The hospital failed to mention that Thelma's donor had CMV, a common viral infection. 

"It is not too bad, but they didn't tell me until I got to the hospital. I was stunned because the medication I'd need to keep the transplant and stay safe from CMV was $1000," Thelma said. "I had $1000 and a family who could help me but not everyone has that. Someone else may have had to turn down the transplant because they couldn't afford the medicine." 

Thelma researched medicine assistance programs to continue to afford the medication and wonders why healthcare professionals don't share these programs upfront.

"When it comes to transplants, doctors give African Americans this look like they're thinking I shouldn't tell them about transplants because they can't afford it," said Thelma. "Transplants weren't the primary treatment offered to me, especially with my first transplant. They only talked about dialysis.

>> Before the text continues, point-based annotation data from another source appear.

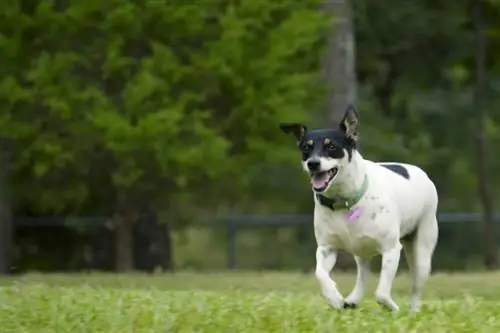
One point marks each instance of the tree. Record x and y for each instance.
(483, 164)
(340, 60)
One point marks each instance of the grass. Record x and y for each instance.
(236, 302)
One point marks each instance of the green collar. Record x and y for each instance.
(344, 203)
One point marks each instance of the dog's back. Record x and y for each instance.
(409, 187)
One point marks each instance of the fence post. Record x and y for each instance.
(231, 243)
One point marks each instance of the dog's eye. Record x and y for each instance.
(331, 147)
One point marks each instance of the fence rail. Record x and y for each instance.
(232, 224)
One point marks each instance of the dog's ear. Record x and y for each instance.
(297, 129)
(349, 123)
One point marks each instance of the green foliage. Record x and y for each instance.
(151, 100)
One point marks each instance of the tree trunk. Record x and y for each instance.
(484, 184)
(339, 65)
(123, 223)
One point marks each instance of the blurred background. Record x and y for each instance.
(143, 135)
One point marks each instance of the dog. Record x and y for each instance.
(367, 209)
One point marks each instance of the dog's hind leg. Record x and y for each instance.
(326, 257)
(421, 257)
(363, 272)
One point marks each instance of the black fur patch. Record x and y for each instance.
(326, 142)
(397, 168)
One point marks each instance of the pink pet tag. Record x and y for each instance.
(354, 214)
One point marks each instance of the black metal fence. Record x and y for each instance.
(56, 243)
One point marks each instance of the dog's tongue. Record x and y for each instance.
(318, 180)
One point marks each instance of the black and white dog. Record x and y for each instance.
(366, 209)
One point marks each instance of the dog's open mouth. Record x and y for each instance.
(321, 180)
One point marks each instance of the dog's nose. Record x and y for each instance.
(313, 165)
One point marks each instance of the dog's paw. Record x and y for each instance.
(348, 305)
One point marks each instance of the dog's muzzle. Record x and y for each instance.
(321, 180)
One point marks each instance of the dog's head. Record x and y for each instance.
(326, 152)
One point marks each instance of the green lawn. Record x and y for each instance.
(237, 302)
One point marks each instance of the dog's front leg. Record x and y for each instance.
(363, 272)
(326, 258)
(390, 263)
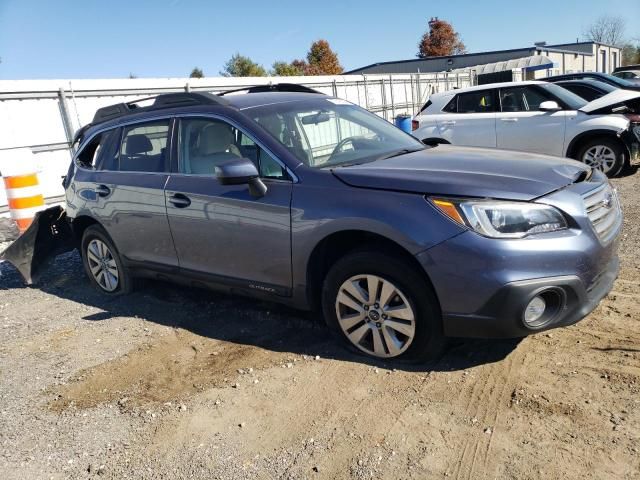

I feel that happens to many African American and Black patients because of all the people I talked to at the dialysis center. Whether I can or can't afford medication as an African American or Caucasian, the first question should be, 'what can we do to help you?'"

Thelma isn't waiting for kidney disease and transplant policies to change–she's taken it upon herself to fight for equality in the kidney care sphere as a Voices for Kidney Health Advocate.  She has spent years pushing for The Living Donor Protection Act, which prohibits insurance companies from denying coverage or increasing premiums for living organ donors, and The Comprehensive Immunosuppressive Drug Coverage for Kidney Transplant Patients Act, to ensure all transplant recipients have access to the drugs they need to protect their new kidney.

See how you can take action today to improve equal access to healthcare.

"Most of my advocacy is through National Kidney Foundation. The Living Donor Protection Act is very important to me because my sister, and all living donors, give a kidney out of the goodness of their hearts and shouldn’t be penalized with premiums for saving a life," Thelma said. "We also know that medicine is key to the success of kidney transplants and we finally got immunosuppressive medication to be covered for the life of the kidney."

There is still work to do, but Thelma wants everyone struggling with kidney disease to have hope and persevere. 

"I am a chronic patient, a mom, and a wife. It's hard, but that's my life. I've learned how to think out of the box to enjoy life. For years I allowed my disease to control me. I did not control it and missed out on dreams that I could have pursued regardless of kidney disease," Thelma said. "Don't let kidney disease control you or paralyze you from enjoying life. You have the power to control it.”